The article makes 4 statements about combinatorial games, which I am confused about:

  1. Due to the deterministic nature of the game, one can show via backward induction that every position can be uniquely characterized as a winning or a losing position.

  2. The empty game (the game where there are no moves to be made) is a losing position.

  3. A position is a winning position if at least one of the positions that can be obtained from this position by a single move is a losing position.

  4. A position is a losing position if every position that can be obtained from this position by a single move is a winning position.

What I am confused about is the following:

  1. I don't understand why every position can be uniquely characterized as a winning or a losing position. Can't there be positions that don't bring a player close to winning, but don't cause them to lose either?

  2. I still don't fully understand what an empty game is. Is it a game where you can't make any moves (like when you are checkmated in chess)? But then why is an empty game an automatic loss? In a misere game, it would be a win, because your opponent is the last to move!

  3. I don't understand why the fact that "one of the positions that can be obtained from this position by a single move is a losing position" is sufficient to show something is a winning position. Because that means the position will only cause the opponent to lose if he or she chooses to move to the worst possible position – otherwise you're opponent won't be any closer to losing then before!
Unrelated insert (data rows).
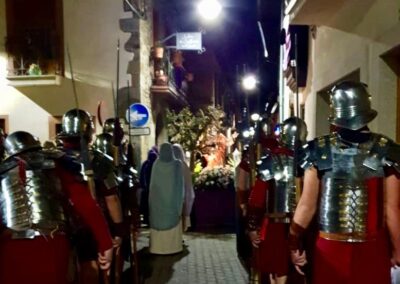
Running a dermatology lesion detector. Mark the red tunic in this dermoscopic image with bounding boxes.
[0,162,112,284]
[249,179,290,277]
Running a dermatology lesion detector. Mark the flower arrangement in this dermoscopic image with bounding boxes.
[194,167,234,190]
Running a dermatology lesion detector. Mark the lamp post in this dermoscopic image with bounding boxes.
[242,74,258,187]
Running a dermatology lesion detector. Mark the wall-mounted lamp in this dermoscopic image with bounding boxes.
[125,0,146,20]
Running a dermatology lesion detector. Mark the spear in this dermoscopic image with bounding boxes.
[127,80,139,283]
[67,46,110,284]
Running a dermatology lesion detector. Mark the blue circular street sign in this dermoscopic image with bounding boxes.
[126,103,150,127]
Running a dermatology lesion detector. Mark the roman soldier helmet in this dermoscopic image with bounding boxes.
[4,131,42,156]
[329,81,378,130]
[93,133,113,157]
[59,108,94,140]
[279,116,307,150]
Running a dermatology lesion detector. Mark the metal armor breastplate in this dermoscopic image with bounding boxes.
[0,153,67,238]
[267,155,296,223]
[320,137,384,242]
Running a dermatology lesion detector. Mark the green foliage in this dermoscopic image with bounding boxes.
[166,106,225,153]
[194,167,234,190]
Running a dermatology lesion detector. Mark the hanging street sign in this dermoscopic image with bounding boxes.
[126,103,150,128]
[176,32,203,50]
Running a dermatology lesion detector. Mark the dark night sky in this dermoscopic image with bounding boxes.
[158,0,281,114]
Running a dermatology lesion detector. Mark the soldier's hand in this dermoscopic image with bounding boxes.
[98,248,113,270]
[249,231,261,248]
[290,250,307,275]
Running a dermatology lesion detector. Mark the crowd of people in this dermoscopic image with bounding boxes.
[0,79,400,284]
[236,81,400,284]
[0,105,194,284]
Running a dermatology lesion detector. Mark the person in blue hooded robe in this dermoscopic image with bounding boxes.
[149,143,184,254]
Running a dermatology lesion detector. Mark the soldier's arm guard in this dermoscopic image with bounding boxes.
[386,141,400,174]
[288,221,305,252]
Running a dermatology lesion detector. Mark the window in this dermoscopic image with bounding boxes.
[6,0,64,76]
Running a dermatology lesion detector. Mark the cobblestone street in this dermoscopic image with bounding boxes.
[132,231,248,284]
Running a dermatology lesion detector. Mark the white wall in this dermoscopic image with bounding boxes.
[0,0,138,142]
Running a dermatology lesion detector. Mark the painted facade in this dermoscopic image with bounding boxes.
[284,0,400,139]
[0,0,155,163]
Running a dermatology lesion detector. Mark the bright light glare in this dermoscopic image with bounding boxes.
[251,113,260,121]
[242,75,257,91]
[197,0,222,21]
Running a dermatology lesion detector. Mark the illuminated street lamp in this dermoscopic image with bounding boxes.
[251,113,260,122]
[197,0,222,21]
[242,74,257,91]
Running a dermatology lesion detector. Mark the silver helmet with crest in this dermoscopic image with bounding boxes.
[329,81,377,130]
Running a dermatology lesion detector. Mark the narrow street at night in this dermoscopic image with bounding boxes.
[131,231,248,284]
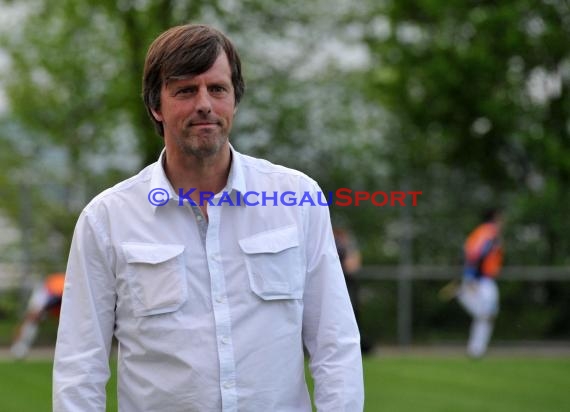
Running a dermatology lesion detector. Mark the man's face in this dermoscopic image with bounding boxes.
[153,52,236,158]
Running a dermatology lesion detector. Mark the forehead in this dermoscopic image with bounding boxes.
[165,52,232,85]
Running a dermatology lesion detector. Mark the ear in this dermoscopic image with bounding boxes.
[150,109,162,122]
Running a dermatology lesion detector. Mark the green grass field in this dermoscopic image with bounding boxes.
[0,356,570,412]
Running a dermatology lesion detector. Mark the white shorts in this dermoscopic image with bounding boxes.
[457,278,499,318]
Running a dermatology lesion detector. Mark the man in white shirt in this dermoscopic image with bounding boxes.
[53,25,364,412]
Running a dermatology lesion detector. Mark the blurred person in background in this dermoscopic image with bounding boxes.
[10,272,65,359]
[53,24,364,412]
[456,209,503,358]
[333,226,371,353]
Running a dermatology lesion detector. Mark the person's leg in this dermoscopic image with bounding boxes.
[10,285,50,359]
[467,318,493,358]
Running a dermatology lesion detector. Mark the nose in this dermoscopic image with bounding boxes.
[196,88,212,114]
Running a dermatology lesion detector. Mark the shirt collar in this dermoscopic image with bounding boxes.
[149,144,246,210]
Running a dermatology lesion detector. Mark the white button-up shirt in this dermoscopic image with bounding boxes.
[53,148,364,412]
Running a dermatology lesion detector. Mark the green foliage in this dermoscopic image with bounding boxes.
[0,0,570,271]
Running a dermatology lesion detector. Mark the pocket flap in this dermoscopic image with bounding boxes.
[239,225,299,253]
[122,243,184,265]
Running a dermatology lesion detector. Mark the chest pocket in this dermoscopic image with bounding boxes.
[239,226,305,300]
[122,243,188,316]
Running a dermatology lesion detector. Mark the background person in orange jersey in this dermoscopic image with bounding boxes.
[10,273,65,359]
[457,210,503,358]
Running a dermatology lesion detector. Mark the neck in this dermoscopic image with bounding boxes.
[164,144,231,196]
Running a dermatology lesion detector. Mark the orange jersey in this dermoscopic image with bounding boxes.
[464,223,503,277]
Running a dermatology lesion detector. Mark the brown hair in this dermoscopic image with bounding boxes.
[143,24,245,136]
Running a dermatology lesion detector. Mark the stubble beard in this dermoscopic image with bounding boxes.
[176,129,228,159]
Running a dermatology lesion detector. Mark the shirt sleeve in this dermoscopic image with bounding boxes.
[303,184,364,412]
[53,211,116,412]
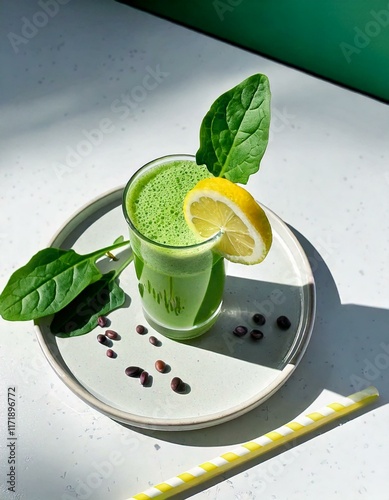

So how can that be considered a winning position?

Best Answer

Let's address points 2 and 3 first.

2: The empty game is the game where neither player has any legal move. The authors of that article are (implicitly, although they don't say it, it applies to all of their examples) only considering games under the normal (as opposed to misere) play convention, where the last player to move wins.

3: Let's make sure you have correct definitions of winning and losing positions. A winning position is a position where the side to move can win, and a losing position is a position where the side to move loses no matter what they do. To show a position is winning, I just need to exhibit a single winning move. It must lead to a position where the opponent loses no matter how they respond, i.e., the new position is a losing position for the opponent who is now on move.

Now 1 follows by an inductive argument from 2 and 3, assuming that (1) the game has finitely many positions; (2) it is impossible to repeat a position; (3) the game is impartial, i.e., the two players have the same legal moves. (These assumptions are not stated, but applies to all their examples.) If (3) did not hold, there would be four types of positions, not just two (winning and losing).

The inductive argument runs like this: By the additional assumptions above, the game can be represented as a finite tree where the starting position is at the root, and the leaves are all terminal positions where neither player can move. Argue by induction on the height of the nodes. At height 0 (the leaves), we have the empty position which we know is losing. At any higher node, the children are already classified as winning or losing (by induction). If all the children are winning, then the position is losing; otherwise, at least one child is losing, so the position is winning. Therefore, all nodes can be classified as winning or losing.